Data Center Energy Portfolio Optimization
This project deals with the problem of online inventory management with demand constraints. In particular, given a time-varying pricing and demand function for electricity and the ability to store a limited amount of electricity for future use (inventory), the task is to minimize the cost of buying electricity while meeting the demand at every time instant.
The existing state-of-the-art techniques  propose a behavior rule that is analytically shown to have the lowest possible worst case cost ratio. The authors have shown that the method also works well in the average case against several competitive baselines. However, this rule based method does not learn or adapt to the distributions of price and demand. This project attempted to develop methods using Reinforcement Learning to see whether there is room for improvement by learning from interactions with this environment.
After setting up the RL problem with the price and demand variations as the environment and the battery control as the agent, I applied a range of standard RL algorithms as well as imitation learning (DAGGER ). The oracle for imitation learning was the optimal offline solution.

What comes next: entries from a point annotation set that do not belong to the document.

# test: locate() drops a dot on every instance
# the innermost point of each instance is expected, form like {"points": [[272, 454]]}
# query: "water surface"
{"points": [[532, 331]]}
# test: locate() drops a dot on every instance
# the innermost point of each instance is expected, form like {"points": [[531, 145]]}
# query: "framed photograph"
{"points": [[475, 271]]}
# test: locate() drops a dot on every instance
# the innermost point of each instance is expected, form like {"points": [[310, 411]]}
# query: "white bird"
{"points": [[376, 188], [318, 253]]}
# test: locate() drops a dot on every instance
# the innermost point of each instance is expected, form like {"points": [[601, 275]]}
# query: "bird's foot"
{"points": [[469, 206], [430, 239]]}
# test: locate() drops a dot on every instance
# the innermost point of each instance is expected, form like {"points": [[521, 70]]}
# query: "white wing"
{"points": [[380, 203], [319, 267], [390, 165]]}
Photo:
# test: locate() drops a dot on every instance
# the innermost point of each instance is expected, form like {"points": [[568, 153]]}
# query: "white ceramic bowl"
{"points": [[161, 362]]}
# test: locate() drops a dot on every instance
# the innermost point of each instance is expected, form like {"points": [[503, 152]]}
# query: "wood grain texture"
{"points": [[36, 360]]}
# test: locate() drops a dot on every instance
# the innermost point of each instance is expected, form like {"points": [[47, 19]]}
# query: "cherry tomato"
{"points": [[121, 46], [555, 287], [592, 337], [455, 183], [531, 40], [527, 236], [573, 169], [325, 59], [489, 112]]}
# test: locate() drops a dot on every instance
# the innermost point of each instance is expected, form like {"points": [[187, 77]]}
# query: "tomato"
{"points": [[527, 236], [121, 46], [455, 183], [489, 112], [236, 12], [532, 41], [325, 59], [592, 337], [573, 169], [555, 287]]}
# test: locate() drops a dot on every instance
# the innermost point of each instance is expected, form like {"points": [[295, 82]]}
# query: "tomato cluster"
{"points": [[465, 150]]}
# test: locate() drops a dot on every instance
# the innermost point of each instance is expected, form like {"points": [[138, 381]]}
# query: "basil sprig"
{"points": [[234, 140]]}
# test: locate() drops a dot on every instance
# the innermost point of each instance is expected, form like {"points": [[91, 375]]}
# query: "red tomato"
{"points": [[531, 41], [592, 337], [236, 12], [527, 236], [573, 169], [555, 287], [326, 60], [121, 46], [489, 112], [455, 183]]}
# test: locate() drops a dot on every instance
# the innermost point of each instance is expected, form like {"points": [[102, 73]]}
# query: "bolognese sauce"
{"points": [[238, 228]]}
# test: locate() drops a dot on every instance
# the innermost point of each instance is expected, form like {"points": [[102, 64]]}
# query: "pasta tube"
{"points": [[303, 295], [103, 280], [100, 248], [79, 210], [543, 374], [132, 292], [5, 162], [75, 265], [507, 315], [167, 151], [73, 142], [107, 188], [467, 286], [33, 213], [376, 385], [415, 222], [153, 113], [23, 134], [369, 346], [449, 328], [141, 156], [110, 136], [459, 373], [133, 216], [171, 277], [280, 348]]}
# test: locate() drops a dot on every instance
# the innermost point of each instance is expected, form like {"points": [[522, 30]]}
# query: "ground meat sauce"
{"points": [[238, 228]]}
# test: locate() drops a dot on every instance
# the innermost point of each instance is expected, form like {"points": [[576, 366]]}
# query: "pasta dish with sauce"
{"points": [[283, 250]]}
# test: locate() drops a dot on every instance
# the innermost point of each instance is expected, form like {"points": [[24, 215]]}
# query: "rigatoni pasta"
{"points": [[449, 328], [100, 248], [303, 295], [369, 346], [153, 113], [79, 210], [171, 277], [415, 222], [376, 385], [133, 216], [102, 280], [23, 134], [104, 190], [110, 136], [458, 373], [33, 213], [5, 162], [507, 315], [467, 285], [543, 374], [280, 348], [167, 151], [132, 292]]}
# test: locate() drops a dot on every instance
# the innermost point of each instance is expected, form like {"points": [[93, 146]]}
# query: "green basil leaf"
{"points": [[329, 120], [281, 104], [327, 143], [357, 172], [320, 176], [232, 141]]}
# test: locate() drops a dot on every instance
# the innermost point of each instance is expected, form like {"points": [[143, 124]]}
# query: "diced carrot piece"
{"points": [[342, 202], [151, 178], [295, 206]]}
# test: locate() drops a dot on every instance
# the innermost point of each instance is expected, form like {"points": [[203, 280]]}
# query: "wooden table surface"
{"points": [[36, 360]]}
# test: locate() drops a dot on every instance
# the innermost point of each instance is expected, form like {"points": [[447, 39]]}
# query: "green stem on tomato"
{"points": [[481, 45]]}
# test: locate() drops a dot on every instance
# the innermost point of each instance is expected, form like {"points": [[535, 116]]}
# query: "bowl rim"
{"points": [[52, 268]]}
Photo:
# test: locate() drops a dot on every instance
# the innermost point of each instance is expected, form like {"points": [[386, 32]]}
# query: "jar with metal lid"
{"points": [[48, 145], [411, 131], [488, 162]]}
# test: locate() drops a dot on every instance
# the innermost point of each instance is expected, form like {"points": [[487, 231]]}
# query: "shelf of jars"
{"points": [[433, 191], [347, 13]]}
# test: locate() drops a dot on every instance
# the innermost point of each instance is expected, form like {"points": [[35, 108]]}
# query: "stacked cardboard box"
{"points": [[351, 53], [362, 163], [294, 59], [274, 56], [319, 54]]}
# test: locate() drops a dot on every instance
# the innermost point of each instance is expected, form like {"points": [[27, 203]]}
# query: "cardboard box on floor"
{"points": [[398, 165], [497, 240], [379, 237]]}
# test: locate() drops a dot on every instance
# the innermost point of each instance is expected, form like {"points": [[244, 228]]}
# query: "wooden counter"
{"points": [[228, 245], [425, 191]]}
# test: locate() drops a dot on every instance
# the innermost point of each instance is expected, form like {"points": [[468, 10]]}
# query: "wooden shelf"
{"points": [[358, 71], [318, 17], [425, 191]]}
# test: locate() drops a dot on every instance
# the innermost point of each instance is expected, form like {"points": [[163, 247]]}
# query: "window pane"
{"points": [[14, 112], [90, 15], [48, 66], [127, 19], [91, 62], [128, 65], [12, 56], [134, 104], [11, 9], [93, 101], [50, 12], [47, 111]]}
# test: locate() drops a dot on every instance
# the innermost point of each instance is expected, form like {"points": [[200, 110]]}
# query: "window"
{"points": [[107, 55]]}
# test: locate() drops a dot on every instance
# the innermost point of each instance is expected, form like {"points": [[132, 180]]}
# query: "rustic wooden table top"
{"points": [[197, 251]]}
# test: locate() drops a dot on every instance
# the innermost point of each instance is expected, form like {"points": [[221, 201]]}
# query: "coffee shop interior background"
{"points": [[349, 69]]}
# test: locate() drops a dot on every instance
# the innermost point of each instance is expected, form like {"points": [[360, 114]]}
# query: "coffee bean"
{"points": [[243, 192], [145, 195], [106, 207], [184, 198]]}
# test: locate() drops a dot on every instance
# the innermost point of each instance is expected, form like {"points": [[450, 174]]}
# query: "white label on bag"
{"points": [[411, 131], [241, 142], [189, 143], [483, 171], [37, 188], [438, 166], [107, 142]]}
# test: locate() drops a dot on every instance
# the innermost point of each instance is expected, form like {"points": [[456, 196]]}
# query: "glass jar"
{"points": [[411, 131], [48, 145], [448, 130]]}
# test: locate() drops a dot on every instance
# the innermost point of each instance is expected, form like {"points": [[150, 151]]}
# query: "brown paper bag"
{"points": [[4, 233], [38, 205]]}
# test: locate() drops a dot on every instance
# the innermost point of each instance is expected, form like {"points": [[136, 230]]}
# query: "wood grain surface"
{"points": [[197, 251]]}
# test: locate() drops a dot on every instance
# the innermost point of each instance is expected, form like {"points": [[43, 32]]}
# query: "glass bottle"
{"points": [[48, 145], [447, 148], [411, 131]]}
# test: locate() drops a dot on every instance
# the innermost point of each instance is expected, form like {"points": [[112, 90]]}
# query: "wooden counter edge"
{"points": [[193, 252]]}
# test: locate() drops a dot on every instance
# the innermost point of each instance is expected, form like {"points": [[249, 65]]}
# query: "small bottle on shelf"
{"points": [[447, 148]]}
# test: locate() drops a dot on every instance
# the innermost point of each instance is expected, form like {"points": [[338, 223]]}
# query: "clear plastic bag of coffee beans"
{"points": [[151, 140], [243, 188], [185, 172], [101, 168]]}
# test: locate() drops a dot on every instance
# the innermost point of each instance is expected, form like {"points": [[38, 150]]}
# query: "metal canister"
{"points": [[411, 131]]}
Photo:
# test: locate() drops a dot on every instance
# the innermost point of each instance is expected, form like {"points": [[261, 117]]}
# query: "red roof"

Outcomes: The RL methods are difficult to train for this problem and even with hyperparameter tuning, the best performing agents cannot beat the SotA baseline. The imitation learning agent fares better than the RL agents ans is competitive with the SotA (but not better).
I ended the project by outlining avenues for future work including dynamically changing action spaces and two-stage control. Although I am no longer working on this problem, this project is being actively worked on by Prof. Hajiesmaili.